So the British government has finally roused itself from its slumber of self-regarding introspection to issue a stern condemnation of Zimbabwe’s latest political pantomime. How very noble. How very... predictable. One can almost hear the collective tutting from the salons of Islington to the cloisters of the Foreign Office. But let us not mistake this for genuine moral outrage. This is the reflex of a decaying empire, a ritualistic dance of disapproval that serves only to reassure the British public that their leaders still possess some vestige of global authority. In truth, it is a sad echo of the Victorian era, when Britain could actually back up its moralising with gunboats and a robust sense of purpose. Now, we are left with press releases and sanctimony.
Consider the substance of the condemnation. Zimbabwe’s parliament has extended President Emmerson Mnangagwa’s term until 2030, a move that stinks of autocratic convenience. The ruling Zanu-PF party, never a stranger to electoral chicanery, has simply dispensed with the pretense of democracy. This is not a power grab; it is a power retention, a continuation of the rot that has plagued Zimbabwe since the tragic decline of Robert Mugabe’s early promise. But what is Britain’s response? A few stern words from the Foreign Office, a tweet perhaps, and the promise of “targeted sanctions” that will hurt precisely no one of consequence. It is the moral equivalent of shaking a fist at a hurricane.
Yet, the truly galling aspect of this affair is the sheer hypocrisy on display. Britain, after all, is not exactly a bastion of democratic health itself. We have a House of Lords stuffed with hereditary peers and political appointees, a voting system that routinely produces governments with minority support, and a prime minister who ascended to office without a single general election. Meanwhile, our own government has used Covid-era emergency powers to ram through legislation with minimal scrutiny. The pot calling the kettle black has never seemed so apt.
Moreover, the historical context is conveniently ignored. Zimbabwe’s current predicament is, in no small part, a product of British colonialism. The Lancaster House Agreement of 1979, which granted Zimbabwe independence, also enshrined a constitution that concentrated power in the executive and failed to address land reform. The white minority, protected by British guarantees, held onto vast tracts of land while the majority lived in poverty. When Mugabe finally embarked on a chaotic land redistribution program in 2000, Britain and the West cried foul, imposing sanctions that only deepened the crisis. The current collapse of Zimbabwean governance is not merely a failure of African leadership; it is a tragedy in which Britain played a supporting role.
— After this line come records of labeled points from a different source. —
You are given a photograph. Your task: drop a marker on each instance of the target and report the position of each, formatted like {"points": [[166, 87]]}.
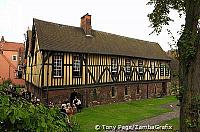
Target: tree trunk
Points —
{"points": [[190, 70]]}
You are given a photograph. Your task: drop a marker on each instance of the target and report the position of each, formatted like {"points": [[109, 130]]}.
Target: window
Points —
{"points": [[152, 67], [19, 67], [138, 90], [14, 58], [140, 66], [113, 91], [114, 66], [166, 70], [162, 69], [77, 71], [36, 58], [126, 90], [128, 67], [95, 94], [58, 66]]}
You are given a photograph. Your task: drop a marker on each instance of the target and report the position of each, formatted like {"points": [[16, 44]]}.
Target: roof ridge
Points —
{"points": [[65, 38], [97, 31]]}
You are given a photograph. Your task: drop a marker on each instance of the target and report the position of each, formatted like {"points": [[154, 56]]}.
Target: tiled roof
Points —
{"points": [[57, 37], [11, 46]]}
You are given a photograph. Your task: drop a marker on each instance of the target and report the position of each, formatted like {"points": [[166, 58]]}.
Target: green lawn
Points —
{"points": [[174, 123], [121, 113]]}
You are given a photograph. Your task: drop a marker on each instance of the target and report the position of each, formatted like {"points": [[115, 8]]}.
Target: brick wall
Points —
{"points": [[101, 94]]}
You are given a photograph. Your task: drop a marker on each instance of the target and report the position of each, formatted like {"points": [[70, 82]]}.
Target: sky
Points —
{"points": [[122, 17]]}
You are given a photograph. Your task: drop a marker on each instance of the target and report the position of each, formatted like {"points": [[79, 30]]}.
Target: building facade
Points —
{"points": [[98, 67], [11, 54]]}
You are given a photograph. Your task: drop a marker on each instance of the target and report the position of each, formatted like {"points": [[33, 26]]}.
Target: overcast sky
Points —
{"points": [[122, 17]]}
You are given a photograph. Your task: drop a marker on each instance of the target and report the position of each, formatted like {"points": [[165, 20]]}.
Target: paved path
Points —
{"points": [[160, 118]]}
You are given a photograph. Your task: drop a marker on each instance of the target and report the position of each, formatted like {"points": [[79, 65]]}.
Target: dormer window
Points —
{"points": [[128, 67], [77, 66], [14, 57], [162, 66], [140, 66], [166, 70], [152, 67], [58, 66], [114, 66]]}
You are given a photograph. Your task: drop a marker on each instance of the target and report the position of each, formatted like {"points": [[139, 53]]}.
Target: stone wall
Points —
{"points": [[102, 94]]}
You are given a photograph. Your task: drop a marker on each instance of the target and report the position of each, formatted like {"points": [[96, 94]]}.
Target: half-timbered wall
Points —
{"points": [[97, 69], [34, 65]]}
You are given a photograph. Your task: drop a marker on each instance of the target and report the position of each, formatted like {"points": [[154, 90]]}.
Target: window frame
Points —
{"points": [[57, 67], [113, 92], [162, 69], [77, 67], [14, 56], [138, 90], [167, 70], [126, 91], [114, 66], [128, 66], [140, 67]]}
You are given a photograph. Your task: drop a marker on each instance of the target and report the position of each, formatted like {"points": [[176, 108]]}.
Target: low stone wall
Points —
{"points": [[105, 94]]}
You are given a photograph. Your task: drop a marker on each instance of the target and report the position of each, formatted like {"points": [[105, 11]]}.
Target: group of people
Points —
{"points": [[70, 108]]}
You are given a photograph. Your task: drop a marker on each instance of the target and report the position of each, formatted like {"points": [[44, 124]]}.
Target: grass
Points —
{"points": [[121, 113], [174, 123]]}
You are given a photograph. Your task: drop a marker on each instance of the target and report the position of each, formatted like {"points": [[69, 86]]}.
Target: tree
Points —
{"points": [[18, 114], [189, 56]]}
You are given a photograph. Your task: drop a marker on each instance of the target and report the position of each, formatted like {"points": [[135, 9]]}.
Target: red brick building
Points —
{"points": [[11, 55]]}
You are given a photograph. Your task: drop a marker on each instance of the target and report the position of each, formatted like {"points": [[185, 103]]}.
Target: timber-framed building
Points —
{"points": [[65, 61]]}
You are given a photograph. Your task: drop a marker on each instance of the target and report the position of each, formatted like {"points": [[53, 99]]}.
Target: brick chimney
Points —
{"points": [[86, 24], [2, 39]]}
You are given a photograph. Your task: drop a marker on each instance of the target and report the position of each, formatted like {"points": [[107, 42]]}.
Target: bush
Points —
{"points": [[17, 114]]}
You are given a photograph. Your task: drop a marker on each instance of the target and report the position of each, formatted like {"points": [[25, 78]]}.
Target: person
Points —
{"points": [[77, 102]]}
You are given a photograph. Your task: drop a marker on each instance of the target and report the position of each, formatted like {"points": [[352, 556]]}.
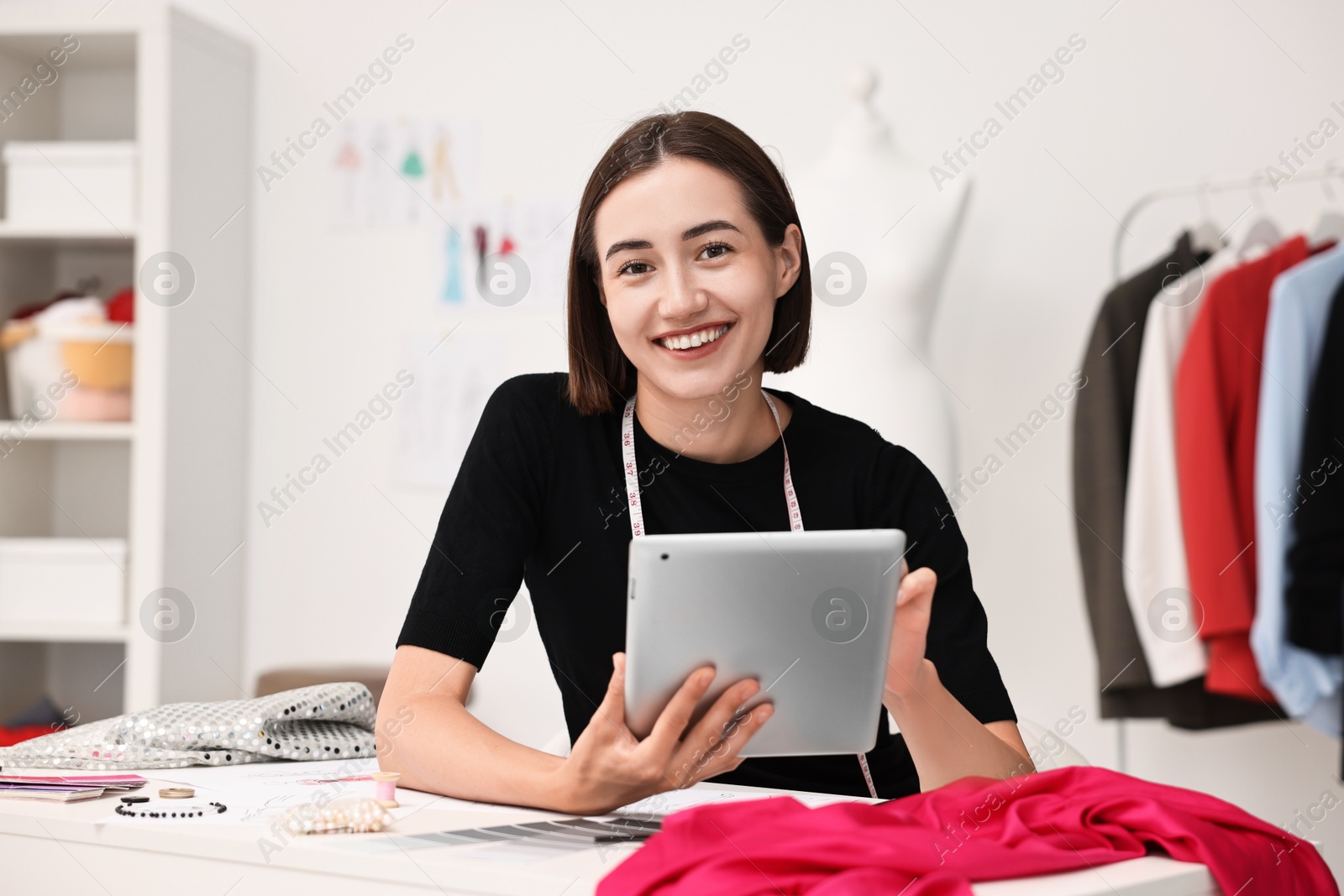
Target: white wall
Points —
{"points": [[1163, 94]]}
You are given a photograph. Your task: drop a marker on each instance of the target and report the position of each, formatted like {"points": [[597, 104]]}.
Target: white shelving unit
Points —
{"points": [[171, 483]]}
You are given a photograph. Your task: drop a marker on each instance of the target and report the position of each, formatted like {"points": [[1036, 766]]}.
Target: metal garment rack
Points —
{"points": [[1202, 192]]}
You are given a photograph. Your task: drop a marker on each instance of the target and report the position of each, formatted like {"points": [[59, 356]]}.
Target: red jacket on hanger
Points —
{"points": [[974, 829], [1216, 403]]}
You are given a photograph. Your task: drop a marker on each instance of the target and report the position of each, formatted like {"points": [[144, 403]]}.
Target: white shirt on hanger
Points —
{"points": [[1155, 542]]}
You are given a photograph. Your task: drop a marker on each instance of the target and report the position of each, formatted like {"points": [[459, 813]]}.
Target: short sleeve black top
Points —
{"points": [[541, 497]]}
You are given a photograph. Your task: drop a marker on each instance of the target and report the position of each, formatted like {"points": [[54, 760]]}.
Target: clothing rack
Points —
{"points": [[1202, 191]]}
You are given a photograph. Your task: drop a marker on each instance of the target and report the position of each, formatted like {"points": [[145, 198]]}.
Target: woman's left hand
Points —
{"points": [[907, 671]]}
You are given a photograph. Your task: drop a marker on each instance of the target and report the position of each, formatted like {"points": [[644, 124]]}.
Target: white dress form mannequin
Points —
{"points": [[851, 201]]}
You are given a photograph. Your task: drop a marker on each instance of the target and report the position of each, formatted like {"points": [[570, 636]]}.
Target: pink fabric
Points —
{"points": [[976, 829]]}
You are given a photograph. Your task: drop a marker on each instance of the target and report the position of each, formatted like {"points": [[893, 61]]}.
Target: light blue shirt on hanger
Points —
{"points": [[1305, 683]]}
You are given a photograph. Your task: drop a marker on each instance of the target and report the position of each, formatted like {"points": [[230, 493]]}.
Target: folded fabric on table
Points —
{"points": [[320, 721], [976, 829]]}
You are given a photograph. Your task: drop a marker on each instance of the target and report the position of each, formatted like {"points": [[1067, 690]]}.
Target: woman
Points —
{"points": [[689, 280]]}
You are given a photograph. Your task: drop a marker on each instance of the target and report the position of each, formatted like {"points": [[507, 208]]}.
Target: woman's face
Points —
{"points": [[687, 277]]}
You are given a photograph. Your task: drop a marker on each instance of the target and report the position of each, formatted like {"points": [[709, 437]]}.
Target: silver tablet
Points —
{"points": [[808, 614]]}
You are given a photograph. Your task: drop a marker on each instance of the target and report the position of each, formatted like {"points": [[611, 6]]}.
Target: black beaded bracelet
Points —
{"points": [[176, 812]]}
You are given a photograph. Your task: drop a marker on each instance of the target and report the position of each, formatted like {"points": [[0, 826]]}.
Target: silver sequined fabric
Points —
{"points": [[320, 721]]}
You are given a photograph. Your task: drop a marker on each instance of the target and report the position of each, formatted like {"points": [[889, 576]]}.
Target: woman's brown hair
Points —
{"points": [[600, 374]]}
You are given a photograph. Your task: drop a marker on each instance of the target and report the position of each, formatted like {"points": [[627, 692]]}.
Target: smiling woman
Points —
{"points": [[689, 277]]}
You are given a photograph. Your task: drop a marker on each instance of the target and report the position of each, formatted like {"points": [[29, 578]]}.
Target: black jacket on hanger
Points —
{"points": [[1316, 557], [1102, 425]]}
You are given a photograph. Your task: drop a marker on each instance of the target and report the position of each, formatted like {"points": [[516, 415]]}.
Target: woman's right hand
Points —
{"points": [[611, 768]]}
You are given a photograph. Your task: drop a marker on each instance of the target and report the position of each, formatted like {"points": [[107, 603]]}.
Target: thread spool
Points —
{"points": [[385, 788]]}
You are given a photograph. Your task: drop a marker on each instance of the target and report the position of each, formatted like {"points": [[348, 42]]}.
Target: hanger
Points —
{"points": [[1263, 231], [1330, 226], [1206, 235]]}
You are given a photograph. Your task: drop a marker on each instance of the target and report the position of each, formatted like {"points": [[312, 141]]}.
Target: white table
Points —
{"points": [[67, 848]]}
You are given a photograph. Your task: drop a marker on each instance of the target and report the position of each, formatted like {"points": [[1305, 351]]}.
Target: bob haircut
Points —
{"points": [[600, 372]]}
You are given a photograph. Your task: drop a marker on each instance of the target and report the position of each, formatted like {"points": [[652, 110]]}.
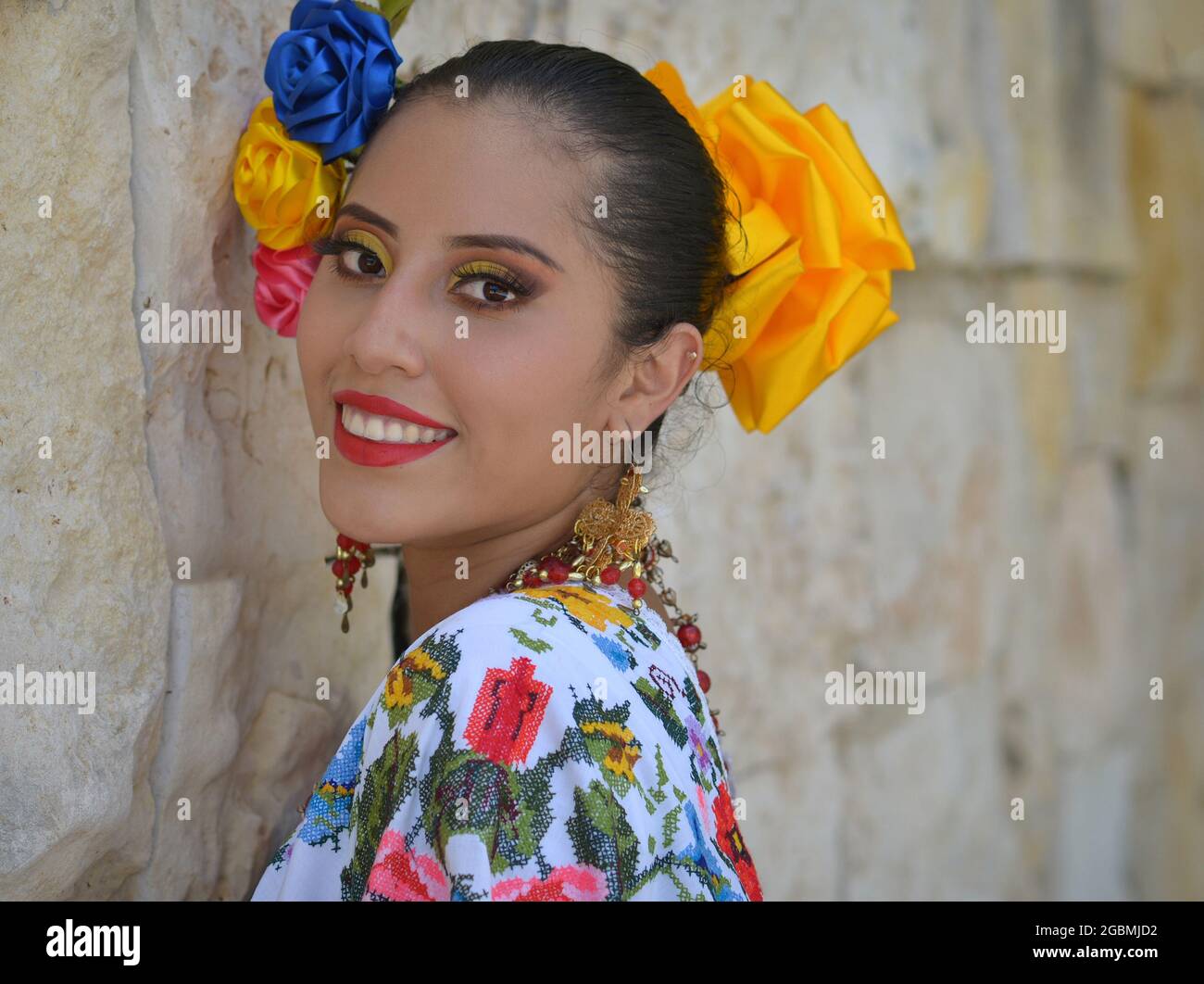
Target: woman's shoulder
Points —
{"points": [[573, 624], [548, 743]]}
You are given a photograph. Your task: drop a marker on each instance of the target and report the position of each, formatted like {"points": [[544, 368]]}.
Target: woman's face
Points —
{"points": [[422, 329]]}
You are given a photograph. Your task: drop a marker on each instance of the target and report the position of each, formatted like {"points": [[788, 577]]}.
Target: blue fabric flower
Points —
{"points": [[332, 75]]}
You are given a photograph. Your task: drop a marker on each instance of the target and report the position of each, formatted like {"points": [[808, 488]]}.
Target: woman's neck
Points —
{"points": [[436, 591]]}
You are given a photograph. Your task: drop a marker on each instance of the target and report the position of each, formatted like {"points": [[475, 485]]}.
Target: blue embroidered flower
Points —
{"points": [[329, 812], [614, 651], [701, 854], [332, 75]]}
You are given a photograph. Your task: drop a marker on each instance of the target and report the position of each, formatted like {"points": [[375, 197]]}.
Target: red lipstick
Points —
{"points": [[361, 450]]}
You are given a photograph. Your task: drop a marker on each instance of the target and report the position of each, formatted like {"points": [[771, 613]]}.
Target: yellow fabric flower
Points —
{"points": [[822, 236], [278, 182]]}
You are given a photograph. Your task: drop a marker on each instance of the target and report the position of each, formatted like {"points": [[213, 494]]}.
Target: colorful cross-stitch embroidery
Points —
{"points": [[549, 744]]}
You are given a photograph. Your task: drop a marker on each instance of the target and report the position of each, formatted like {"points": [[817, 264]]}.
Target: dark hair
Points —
{"points": [[663, 235]]}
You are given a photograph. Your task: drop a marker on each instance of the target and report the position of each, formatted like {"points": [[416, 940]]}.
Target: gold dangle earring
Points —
{"points": [[350, 558]]}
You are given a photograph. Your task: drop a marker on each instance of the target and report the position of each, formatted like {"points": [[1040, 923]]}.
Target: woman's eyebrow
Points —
{"points": [[360, 212], [494, 241]]}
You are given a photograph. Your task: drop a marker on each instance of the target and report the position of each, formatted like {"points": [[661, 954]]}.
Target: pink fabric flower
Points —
{"points": [[282, 282]]}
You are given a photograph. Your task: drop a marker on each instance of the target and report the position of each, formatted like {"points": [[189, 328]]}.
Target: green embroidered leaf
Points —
{"points": [[672, 824], [385, 784], [533, 645], [602, 836], [662, 707]]}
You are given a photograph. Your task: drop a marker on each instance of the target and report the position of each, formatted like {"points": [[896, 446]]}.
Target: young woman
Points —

So what is to be done? Not much, I suspect. The era of British influence in Africa is long past, and our condemnations are now little more than theatre. Perhaps we should take a lesson from the Romans, who understood that moralising without power is a recipe for contempt. Or perhaps we should simply stop pretending that we care. The people of Zimbabwe do not need our lectures; they need our practical help or, failing that, our silence. If we cannot offer meaningful assistance, then our condemnation is not merely hollow; it is an insult to those who suffer under the very tyranny we deplore.
In conclusion, let us abandon the pretense that Britain still holds the moral high ground. We are a nation in decline, haunted by our past, and incapable of shaping the future. The Zimbabwean farce is a mirror held up to our own political decay. It would be wise to look away.